On anecdote all physicians claim, and perhaps believe, they provide services irregardless of its impact on their own financial bottom line. And likely on anecdote all physicians will, sincerely, claim the same for most of their colleagues. And so it’s always controversial to claim that physicians provide more care, of marginal or no necessity, based on their own financial gain. But here we are again with evidence for such. A paper from the NBER concludes that California obstetricians are performing c-sections in part motivated by billing.

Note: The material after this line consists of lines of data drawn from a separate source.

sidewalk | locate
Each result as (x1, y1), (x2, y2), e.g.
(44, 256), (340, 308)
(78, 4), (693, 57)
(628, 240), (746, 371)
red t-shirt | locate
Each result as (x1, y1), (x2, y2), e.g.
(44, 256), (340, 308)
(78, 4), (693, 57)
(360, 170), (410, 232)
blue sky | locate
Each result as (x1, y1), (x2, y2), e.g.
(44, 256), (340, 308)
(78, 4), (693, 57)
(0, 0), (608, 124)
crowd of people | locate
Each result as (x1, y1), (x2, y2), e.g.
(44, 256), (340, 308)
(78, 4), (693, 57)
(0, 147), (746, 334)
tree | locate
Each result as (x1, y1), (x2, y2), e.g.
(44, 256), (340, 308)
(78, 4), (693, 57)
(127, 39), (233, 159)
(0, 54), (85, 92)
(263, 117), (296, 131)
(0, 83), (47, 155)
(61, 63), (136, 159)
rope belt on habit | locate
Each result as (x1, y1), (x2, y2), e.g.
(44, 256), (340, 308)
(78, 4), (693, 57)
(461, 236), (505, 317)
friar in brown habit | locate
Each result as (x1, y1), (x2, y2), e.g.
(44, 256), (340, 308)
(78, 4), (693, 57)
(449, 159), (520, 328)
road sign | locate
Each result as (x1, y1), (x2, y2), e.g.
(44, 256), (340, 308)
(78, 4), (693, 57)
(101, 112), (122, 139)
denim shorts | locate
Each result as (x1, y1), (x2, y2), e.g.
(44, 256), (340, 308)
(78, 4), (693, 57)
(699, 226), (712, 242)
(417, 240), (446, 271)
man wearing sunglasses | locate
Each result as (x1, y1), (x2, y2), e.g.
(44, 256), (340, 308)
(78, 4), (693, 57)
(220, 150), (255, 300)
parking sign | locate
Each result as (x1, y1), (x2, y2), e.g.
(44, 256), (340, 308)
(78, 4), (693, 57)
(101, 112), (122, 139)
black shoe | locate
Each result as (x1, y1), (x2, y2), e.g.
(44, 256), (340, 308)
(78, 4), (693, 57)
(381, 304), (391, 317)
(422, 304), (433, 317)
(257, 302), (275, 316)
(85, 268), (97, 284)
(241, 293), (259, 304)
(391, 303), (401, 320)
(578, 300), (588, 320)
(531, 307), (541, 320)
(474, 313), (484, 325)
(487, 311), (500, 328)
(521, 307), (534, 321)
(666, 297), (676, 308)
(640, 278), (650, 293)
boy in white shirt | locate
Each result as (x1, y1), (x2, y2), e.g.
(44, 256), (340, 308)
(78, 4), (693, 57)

[P]hysicians are almost 10 percent less likely to receive a C-section, with only a quarter of this effect attributable to differential sorting of patients to hospitals or obstetricians. Financial incentives have a large effect on C-section probabilities for non-physicians
This follows oft forgotten research which has consistently shown that financial interests motivate some surgical procedures. Indeed a two decade old NBER paper implied c-sections were being driven by decreasing child birth. For instance, when the reimbursement for coronary artery bypass graft surgery went down, the number of surgeries performed went up. Many other papers have concluded the same.
Deincentivizing procedures and more healthcare are difficult things. Shifting some of the reward away from volume has been attempted with capitation and basing some reimbursement on things other than volume i.e. pay for performance but as long as there remains substantial reward for doing more it is difficult to imagine doing less healthcare.